As a physicist I'm brought up with Euler angles instead of pitch-yaw-roll, but looking at http://en.wikipedia.org/wiki/Yaw,_pitch,_and_roll I would calculate this as follows: Assume that your device is initially oriented along the global coordinate frame, so that gravity is gvec:={0,0,-g} (in the local frame). Now we have to calculate the local coordinates of gvec as we go through the yaw-pitch-roll (yaw doesn't do anything as you mention). To me this is easiest with rotation matrices: we have to change the sign of the angles since gvec stays put. I'll do this with Mathematica because that's my hammer and this is a nail

yaw = RotationMatrix[-yawangle,{0,0,1}];
pitch = RotationMatrix[-pitchangle, {0,1,0}];
roll = RotationMatrix[-rollangle,{1,0,0}];
gvec={0,0,-g}
yaw.gvec
pitch.yaw.gvec
roll.pitch.yaw.gvec

The output is the local coordinates for gvec before yaw, and after yaw, pitch, and roll (so last line below should be your answer):

{0,0,-g}
{0,0,-g}
{g Sin[pitchangle],0,-g Cos[pitchangle]}
{g Sin[pitchangle],-g Cos[pitchangle] Sin[rollangle],-g Cos[pitchangle] Cos[rollangle]}
1
votes

I wish I knew because I am also interested in this problem.

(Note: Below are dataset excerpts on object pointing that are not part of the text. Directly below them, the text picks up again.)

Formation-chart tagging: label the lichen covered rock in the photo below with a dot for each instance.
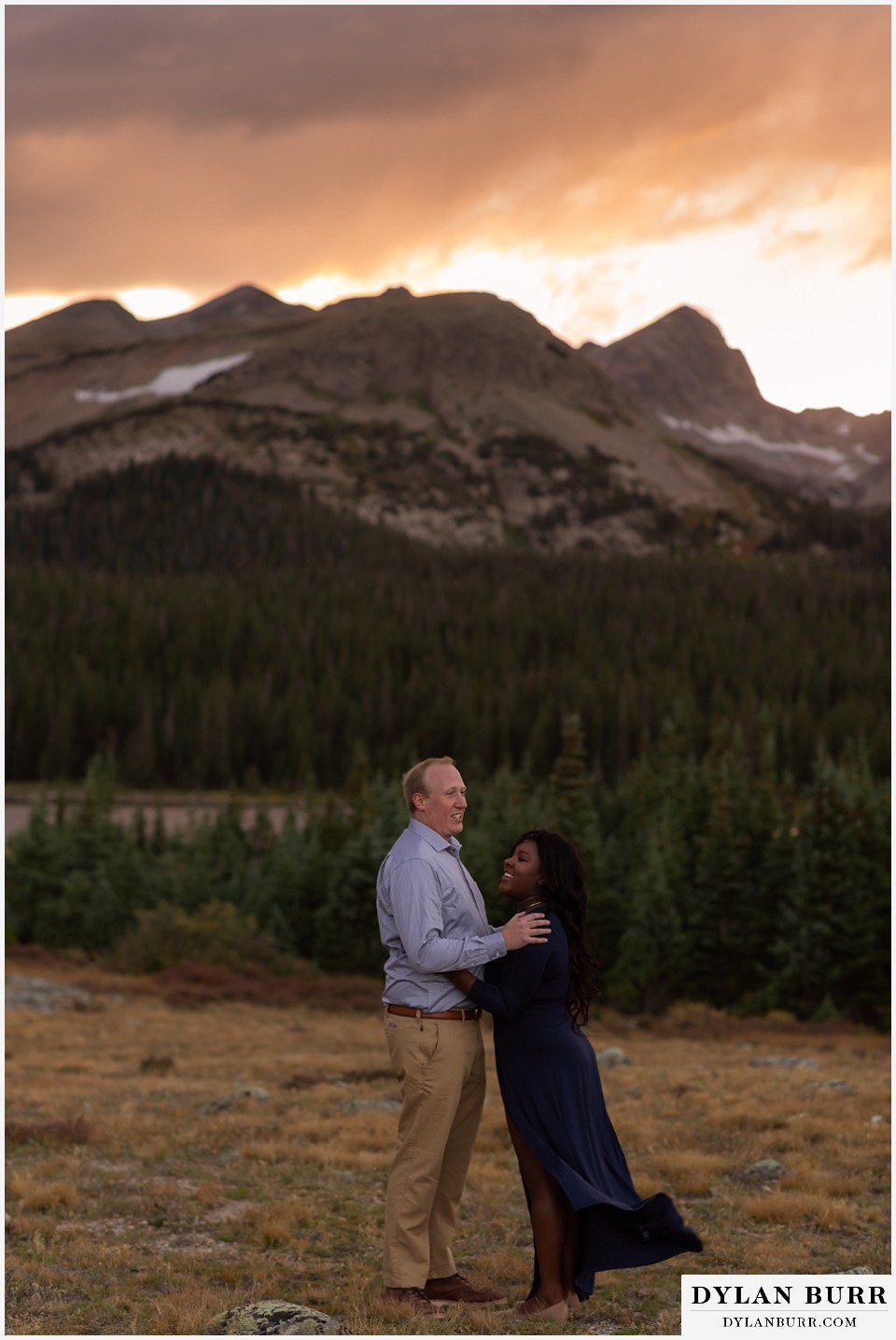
(273, 1318)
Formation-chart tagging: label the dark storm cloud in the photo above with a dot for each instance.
(201, 145)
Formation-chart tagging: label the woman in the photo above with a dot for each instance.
(585, 1213)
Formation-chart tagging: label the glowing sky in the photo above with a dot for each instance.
(595, 163)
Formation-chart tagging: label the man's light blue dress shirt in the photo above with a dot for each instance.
(431, 920)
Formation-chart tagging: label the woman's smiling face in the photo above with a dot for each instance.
(521, 878)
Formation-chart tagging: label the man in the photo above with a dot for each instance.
(433, 920)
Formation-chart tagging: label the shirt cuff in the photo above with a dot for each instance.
(496, 945)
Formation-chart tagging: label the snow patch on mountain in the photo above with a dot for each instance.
(170, 381)
(735, 436)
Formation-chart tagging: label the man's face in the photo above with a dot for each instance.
(442, 809)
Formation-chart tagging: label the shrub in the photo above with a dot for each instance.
(216, 933)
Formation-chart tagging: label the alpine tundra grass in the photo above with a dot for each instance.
(173, 1151)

A good place to start researching is at http://www.diydrones.com/ . The folks over there have already solved this problem in the context of aircraft autopilots. There is a ton of high quality, open source code linked to from that site, as well as discussions of the math involved.

1
votes

I realize the posting is old but in case others are using it: In your last response you are indicating that you still see some deviation especially under larger angles. I experienced the same but it disappeared when I added a calibration routine to capture the accelerometer's reading on a flat surface and made all subsequent readings relative to the flat surface reading.

0
votes

Thanks Janus! Your explanation kinda enlightened me regarding the rotation matrix. And the final line did solve my problem!

Now I just need to rework my free body diagrams to find out what I've did wrong... I already found that I should not have had a X-Y component of gravity, since gravity is orthonormal to the X-Y axis...

THanks again!

Edit: follow up on this, the last line: {g Sin[pitchangle],-g Cos[pitchangle] Sin[rollangle],-g Cos[pitchangle] Cos[rollangle]}

I've found instead of -g Cos[pitchangle] Sin[rollangle] Sin[roll] from my free body diagram more closely resembles the actual acceleration.

What I can't understand now is the last component -g Cos[pitchangle] Cos[rollangle] now it is perfect for small pitch and roll angles, and it works fine for either a pitch or roll angle while the other stays at 0, but a deviation becomes significant when both pitch and roll are no longer a small angle (say 40 degrees). Actually I also realised to achieve a 45 roll and 45 pitch on the nexus one, the phone would have a 0 Z axis reading, with X and Y both on 6.8ish acceleration. While the resulting formula from the rotation matrix multiplication at 45 roll and 45 pitch would be 0.5 gravity.

Is there something wrong with the orientation sensor output? or is this how pitch and roll are supposed to work?

Does anyone know how to account for this?

Thanks!

0
votes

It is not easy to get gravity vector from acceleration sensor, you need another sensor like gyro (if available) to get the correct gravity part from Accelerometer readings.